Question écrite n° 22340 de M. Serge Mathieu (Rhône - RI)

publiée dans le JO Sénat du 03/02/2000 - page 361

M. Serge Mathieu attire l'attention de M. le ministre de l'économie, des finances et de l'industrie sur les inquiétudes des représentants des chambres de commerce et d'industrie à propos de leur avenir financier. Selon des informations émanant du ministère de l'économie, des finances et de l'industrie, l'augmentation de l'impôt additionnel à la taxe professionnelle (IATP) devrait être nulle en reconduction, et de 0,2 % en opérations nouvelles pour l'année 2000. Une telle restriction de crédits mettra de nombreuses chambres de commerce et d'industrie en difficulté, d'une part, elles ne pourront pas mener, sur le terrain, les opérations qu'elles avaient envisagées ; d'autre part, certaines d'entre elles se verront obligées de réduire leurs effectifs. Or l'IATP ne représente que 0,15 % des prélèvements opérés, et la fiscalité consulaire n'a cessé de baisser depuis plusieurs années.

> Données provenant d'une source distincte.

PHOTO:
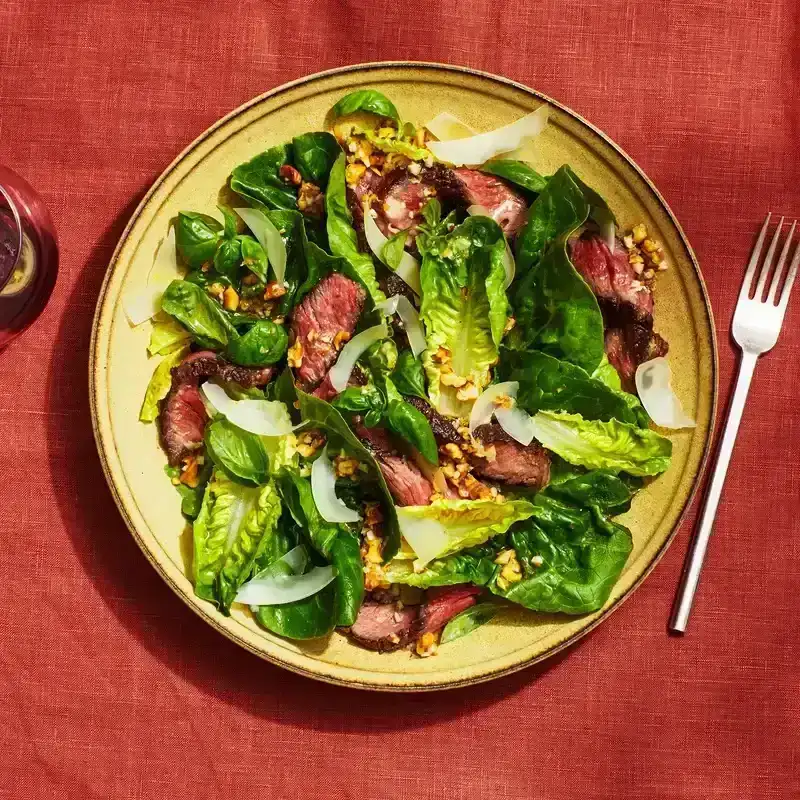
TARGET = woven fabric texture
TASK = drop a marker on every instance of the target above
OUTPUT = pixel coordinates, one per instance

C'est pourquoi il lui demande de confirmer ces informations et de préciser quelles mesures il entend prendre afin de permettre aux chambres de commerce et d'industrie de continuer à assurer leurs missions.

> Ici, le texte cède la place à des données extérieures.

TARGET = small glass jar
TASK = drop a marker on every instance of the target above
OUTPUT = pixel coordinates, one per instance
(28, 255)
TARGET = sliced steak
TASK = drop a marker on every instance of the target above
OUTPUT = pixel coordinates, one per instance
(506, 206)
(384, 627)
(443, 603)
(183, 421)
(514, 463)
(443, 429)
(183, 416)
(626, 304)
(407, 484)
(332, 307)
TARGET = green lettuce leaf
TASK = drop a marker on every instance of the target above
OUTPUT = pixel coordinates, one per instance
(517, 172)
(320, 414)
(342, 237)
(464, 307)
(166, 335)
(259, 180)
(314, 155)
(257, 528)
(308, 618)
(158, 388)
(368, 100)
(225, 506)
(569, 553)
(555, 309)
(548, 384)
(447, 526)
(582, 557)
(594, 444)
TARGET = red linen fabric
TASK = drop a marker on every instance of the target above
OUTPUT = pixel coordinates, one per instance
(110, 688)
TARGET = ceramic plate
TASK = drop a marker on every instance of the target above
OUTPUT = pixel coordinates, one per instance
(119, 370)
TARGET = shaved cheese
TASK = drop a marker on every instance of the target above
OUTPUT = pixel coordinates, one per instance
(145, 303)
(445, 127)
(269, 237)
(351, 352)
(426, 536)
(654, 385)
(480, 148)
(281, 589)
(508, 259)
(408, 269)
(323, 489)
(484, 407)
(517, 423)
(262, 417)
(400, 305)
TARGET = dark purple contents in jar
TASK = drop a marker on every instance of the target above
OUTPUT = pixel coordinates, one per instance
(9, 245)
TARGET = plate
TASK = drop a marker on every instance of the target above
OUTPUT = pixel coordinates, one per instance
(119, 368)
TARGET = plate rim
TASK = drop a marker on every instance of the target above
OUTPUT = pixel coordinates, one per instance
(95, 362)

Réponse du ministère : Économie

publiée dans le JO Sénat du 23/03/2000 - page 1063

Réponse. - L'augmentation de 0,2 % de l'imposition additionnelle à la taxe professionnelle (IATP) pour 2000, ressource affectée au financement des chambres de commerce et d'industrie, répond à la volonté du Gouvernement de limiter les prélèvements opérés sur les entreprises. Il faut rappeler, par ailleurs, que la progression de 3,4 % en moyenne depuis dix ans de l'IATP a permis une certaine souplesse budgétaire dans nombre de CCI ; ainsi, plus d'un tiers d'entre elles ne sollicite pas de hausse d'IATP pour 2000. D'une façon générale, le Gouvernement souhaite que les CCI s'engagent dans un processus permettant de mieux expliciter l'emploi actuel de l'IATP prélevée, d'examiner la pertinence de chacune des actions ainsi financées et d'évaluer l'évolution de leurs besoins en tenant compte de l'introduction des nouvelles technologies et des gains de productivité qui peuvent en résulter. En tout état de cause, la répartition de l'enveloppe supplémentaire accordée au titre de 2000 tiendra le plus grand compte des priorités proposées par l'institution consulaire : la formation et les nouvelles technologies de l'information et de la communication.